VAE Explained

Explaining VAE without jumping steps

See my diffusion blog for a summarization of the VAE logic.

The starting point is that we want to generate data where \(D \sim p_{data}(x)\). The data distribution can be arbitrarily complicated, so we are motivated to approximate it using a few simpler distributions combined. A Gaussian mixture model is an example. In a Gaussian mixture model, to generate samples from \(p_{data}(x)\), we first sample \(Z \sim \text{category}(z_1, z_2, \cdots, z_n)\) and then sample \(x \sim X \mid Z = \mathcal{N}(\mu(Z), \sigma(Z))\). In this case, we actually sample from \(p(x, z)\). \(Z\) is called the latent variable.

The whole idea of VAE is to approximate \(p_{data}(x)\) using some latent variable \(Z\) as well. To generate a data sample \(x\), we first sample a \(z\) and then sample from \(X \mid Z\).

Let us parameterize our generator given the latent variable \(Z\) as \(p_{\theta}(x \mid z)\). One way to evaluate our generative model is to check the log-likelihood of the data point we generate:

\[\begin{equation} \log p_{\theta}(x) = \log \int p_{\theta}(x, z) \, dz = \log \int \frac{p_{\theta}(x, z)}{q(z)} q(z) \, dz = \log \mathbb{E}_{z \sim q(z)}\left[ \frac{p_{\theta}(x, z)}{q(z)} \right]. \end{equation}\]
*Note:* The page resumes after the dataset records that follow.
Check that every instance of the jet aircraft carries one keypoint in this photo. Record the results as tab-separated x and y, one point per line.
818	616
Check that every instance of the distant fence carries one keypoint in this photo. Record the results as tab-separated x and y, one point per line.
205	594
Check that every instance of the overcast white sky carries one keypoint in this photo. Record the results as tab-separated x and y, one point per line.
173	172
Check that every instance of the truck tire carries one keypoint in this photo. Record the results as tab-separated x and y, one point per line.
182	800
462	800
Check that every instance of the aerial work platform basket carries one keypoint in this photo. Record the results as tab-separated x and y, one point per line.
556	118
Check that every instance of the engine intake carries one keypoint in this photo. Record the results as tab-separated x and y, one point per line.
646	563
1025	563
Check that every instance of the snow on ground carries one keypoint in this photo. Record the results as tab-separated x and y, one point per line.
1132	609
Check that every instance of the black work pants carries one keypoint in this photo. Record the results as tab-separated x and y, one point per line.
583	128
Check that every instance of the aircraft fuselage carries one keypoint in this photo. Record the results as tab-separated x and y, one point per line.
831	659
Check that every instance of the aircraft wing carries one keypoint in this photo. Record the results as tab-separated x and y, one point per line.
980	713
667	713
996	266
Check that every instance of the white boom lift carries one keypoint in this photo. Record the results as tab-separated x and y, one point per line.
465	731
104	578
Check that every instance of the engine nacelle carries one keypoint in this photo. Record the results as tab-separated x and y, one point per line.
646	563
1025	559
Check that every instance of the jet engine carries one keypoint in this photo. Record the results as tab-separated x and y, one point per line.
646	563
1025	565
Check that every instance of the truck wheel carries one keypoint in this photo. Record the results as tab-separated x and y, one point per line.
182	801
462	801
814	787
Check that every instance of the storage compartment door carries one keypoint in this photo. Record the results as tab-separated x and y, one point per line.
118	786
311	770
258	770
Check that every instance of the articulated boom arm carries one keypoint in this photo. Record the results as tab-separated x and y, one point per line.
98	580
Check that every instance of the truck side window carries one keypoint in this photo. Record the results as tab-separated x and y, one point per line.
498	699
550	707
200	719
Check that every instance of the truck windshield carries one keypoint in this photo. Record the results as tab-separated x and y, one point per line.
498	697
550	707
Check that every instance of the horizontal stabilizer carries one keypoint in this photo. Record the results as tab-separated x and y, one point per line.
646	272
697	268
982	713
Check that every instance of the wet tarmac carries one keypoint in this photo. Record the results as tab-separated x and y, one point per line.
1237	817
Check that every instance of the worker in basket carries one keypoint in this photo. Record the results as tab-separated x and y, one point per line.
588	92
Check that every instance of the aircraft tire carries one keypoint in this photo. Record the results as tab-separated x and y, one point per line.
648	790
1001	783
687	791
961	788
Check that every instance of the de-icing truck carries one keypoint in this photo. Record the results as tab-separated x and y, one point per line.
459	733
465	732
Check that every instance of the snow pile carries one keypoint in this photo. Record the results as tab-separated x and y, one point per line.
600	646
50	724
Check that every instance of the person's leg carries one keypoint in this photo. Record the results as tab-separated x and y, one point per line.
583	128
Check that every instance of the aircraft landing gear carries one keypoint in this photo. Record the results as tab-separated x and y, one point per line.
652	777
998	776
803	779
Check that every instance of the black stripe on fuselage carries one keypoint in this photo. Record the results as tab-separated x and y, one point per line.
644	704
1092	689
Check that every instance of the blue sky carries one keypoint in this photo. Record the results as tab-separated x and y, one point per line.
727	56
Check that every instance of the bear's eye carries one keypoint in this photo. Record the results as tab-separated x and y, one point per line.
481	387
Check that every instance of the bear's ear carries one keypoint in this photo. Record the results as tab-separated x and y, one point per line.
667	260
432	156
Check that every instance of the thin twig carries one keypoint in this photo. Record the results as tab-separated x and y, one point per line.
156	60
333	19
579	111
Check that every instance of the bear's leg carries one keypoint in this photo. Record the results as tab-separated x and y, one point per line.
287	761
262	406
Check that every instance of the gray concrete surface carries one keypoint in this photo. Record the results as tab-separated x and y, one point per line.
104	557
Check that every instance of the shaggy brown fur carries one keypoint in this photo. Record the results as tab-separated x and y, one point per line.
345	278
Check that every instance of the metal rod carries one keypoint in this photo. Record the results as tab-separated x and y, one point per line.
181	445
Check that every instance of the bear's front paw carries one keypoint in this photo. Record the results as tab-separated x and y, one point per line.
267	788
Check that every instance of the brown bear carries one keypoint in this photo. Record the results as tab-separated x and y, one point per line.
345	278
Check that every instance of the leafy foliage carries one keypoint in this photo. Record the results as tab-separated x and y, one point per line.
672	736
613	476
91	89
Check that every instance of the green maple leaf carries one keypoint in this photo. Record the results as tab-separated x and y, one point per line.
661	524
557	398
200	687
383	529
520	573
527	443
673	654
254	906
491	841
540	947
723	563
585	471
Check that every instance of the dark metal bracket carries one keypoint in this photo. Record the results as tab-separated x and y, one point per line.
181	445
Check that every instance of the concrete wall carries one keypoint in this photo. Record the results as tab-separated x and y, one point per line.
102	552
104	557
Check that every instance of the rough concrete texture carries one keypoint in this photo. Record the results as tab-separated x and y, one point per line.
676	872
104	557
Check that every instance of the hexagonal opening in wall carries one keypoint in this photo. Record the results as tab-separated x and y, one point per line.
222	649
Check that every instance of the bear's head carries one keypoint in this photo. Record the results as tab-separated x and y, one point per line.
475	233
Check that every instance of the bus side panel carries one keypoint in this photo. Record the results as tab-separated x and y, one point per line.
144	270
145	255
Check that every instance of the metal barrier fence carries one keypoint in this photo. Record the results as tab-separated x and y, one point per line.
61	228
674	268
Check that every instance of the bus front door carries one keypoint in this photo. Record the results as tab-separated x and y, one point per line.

We can read \(\mathbb{E}_{z \sim q(z)}\left[ \frac{p_{\theta}(x, z)}{q(z)} \right]\) as “weight \(p_{\theta}(x \mid z)\) according to the arbitrary prior \(q(z)\).” Now, to do gradient ascent to maximize the log-likelihood, we need to estimate \(\log \mathbb{E}_{z \sim q(z)}\left[ \frac{p_{\theta}(x, z)}{q(z)} \right]\) first. However, since the expectation operator is inside the log, we can’t directly use the Monte Carlo estimator. But according to Jensen’s inequality and the concavity of the \(\log\) function, we have:

\[\begin{equation} \log p_\theta(x) = \log \mathbb{E}_{z \sim q(z)}\left[ \frac{p_{\theta}(x, z)}{q(z)} \right] \geq \mathbb{E}_{z \sim q(z)}\left[ \log \frac{p_{\theta}(x, z)}{q(z)} \right]. \end{equation}\]

We can estimate the right-hand side of eq(2) using the Monte Carlo estimator:

\[\begin{equation} \mathbb{E}_{z \sim q(z)}\left[ \log \frac{p_{\theta}(x, z)}{q(z)} \right] \approx \frac{1}{K} \sum_{i=1}^{K}\log \frac{p_{\theta}(x, z_i)}{q(z_i)}. \end{equation}\]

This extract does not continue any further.